If you permanently lose a manager node and find yourself with an even number of managers, you can promote a worker node to become a manager instead:

docker node promote <node-name>

You can also demote a manager:

docker node demote <node-name>

Achieving Quorum

In a swarm of N managers, a quorum (a majority) of manager nodes must always be available. For example, in a swarm with five managers, a minimum of three must be operational and in communication with each other.

The swarm can tolerate up to (N-1)/2 permanent failures, beyond which requests involving swarm management cannot be processed. An odd number of managers is recommended because the next even number does not make the quorum easier to keep. For instance, whether you have 3 or 4 managers, you can still only lose 1 manager and maintain the quorum. If you have 5 or 6 managers, you can still only lose two.

Locking a Swarm

Restarting an older manager or restoring an old backup has the potential to compromise the cluster.

Docker allows you to lock a swarm with the Autolock feature. This forces restarted managers to present the cluster unlock key before they’re readmitted to the cluster.
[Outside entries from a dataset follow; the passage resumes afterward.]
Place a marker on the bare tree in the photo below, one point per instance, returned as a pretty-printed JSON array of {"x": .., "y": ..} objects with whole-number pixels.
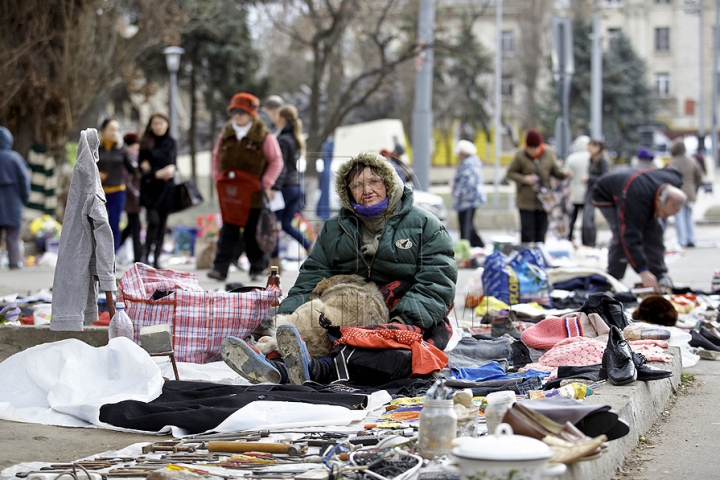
[
  {"x": 59, "y": 58},
  {"x": 533, "y": 22},
  {"x": 352, "y": 54}
]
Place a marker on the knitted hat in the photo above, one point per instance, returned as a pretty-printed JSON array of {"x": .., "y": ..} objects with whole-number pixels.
[
  {"x": 644, "y": 153},
  {"x": 546, "y": 333},
  {"x": 533, "y": 138},
  {"x": 466, "y": 147},
  {"x": 658, "y": 310},
  {"x": 245, "y": 102}
]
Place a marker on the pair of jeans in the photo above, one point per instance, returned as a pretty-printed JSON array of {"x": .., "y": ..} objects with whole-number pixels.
[
  {"x": 292, "y": 195},
  {"x": 684, "y": 225},
  {"x": 115, "y": 204},
  {"x": 467, "y": 228},
  {"x": 228, "y": 246}
]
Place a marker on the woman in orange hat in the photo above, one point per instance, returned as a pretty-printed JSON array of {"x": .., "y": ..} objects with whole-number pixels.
[{"x": 246, "y": 145}]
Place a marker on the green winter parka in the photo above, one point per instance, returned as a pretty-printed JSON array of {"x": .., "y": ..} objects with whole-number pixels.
[{"x": 413, "y": 246}]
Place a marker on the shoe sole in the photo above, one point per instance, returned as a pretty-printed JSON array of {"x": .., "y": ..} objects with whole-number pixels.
[
  {"x": 294, "y": 354},
  {"x": 245, "y": 362}
]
To apply an autolock when creating a swarm:

docker swarm init --autolock

To autolock an existing swarm:

docker swarm update --autolock=true

You’ll then see a key. Keep this in a safe place! Without it, the manager is unable to rejoin the swarm.

You can check your current swarm unlock key with:

docker swarm unlock-key

To unlock, use:

docker swarm unlock

Locking your swarm and protecting the unlock key is recommended for production environments.

Backing Up a Swarm

Backing up a Swarm backs up the control plane objects required to recover the Swarm in the event of failure or corruption.

Swarm configuration and state is stored in var/lib/docker/swarm on every manager node. A Swarm backup is a copy of all the files in this directory.

You need to stop the Docker daemon on the node you are backing up, so it’s a good idea to perform the backup from non-leader managers.

Backup process:

  1. Stop Docker on a non-leader swarm manager (service docker stop).
  2. Back up the Swarm config.
  3. Verify the backup file exists.
  4. Restart Docker (service docker restart).

Restoring a Swarm Backup

Restoration process:

  1. Restore the Swarm configuration files from the backup.
  2. Start Docker (docker service start).
  3. Initialize a new Swarm cluster. The --force-new-cluster flag tells Docker to create a new cluster using the configuration stored in /var/lib/docker/swarm/ that you recovered in step 1.
  4. Add new manager and worker nodes.

Note:

  • You can only restore to a node running the same version of Docker the backup was performed on.
  • You can only restore to a node with the same IP address as the node the backup was performed on.

Managing Nodes

You can run docker node inspect self to view details on the current node.

Draining Nodes

To drain a node (from the manager), run:

docker node update --availability drain <node-name>

To exclude a manager node from running the tasks of a service: docker node update --availability drain manager.

Drain mode means slightly different things for workers and managers. In both cases, all the replicas running on the node are shut down and no more replicas will be scheduled for the node. However, Manager nodes remain part of the management group, so they still synchronize the cluster database, provide access to the management API, and can be the leader.

Setting a node to DRAIN does not remove standalone containers from that node, such as those created with docker run, docker-compose up, or the Docker Engine API.

Adding Node Labels

To add a label to a node, use:

docker node update --label-add <label-name>=<label-value> <node-name>

To view the label, use:

docker node inspect <node-name>

Leaving a Swarm

To remove a worker from the Swarm, use:

docker swarm leave

You can add the --force flag to remove a manager from the Swarm. However, this doesn’t reconfigure the Swarm to ensure there are enough managers to maintain quorum.

The safe way to remove a manager from the Swarm is to demote it to a worker with docker node demote <node-name>, then run docker swarm leave.

A manager can remove a node with:

docker node rm <node-name>

If you want to make a worker node available again, use:

docker node update --availability active <node-name>

To confirm a node’s status, run: docker system info.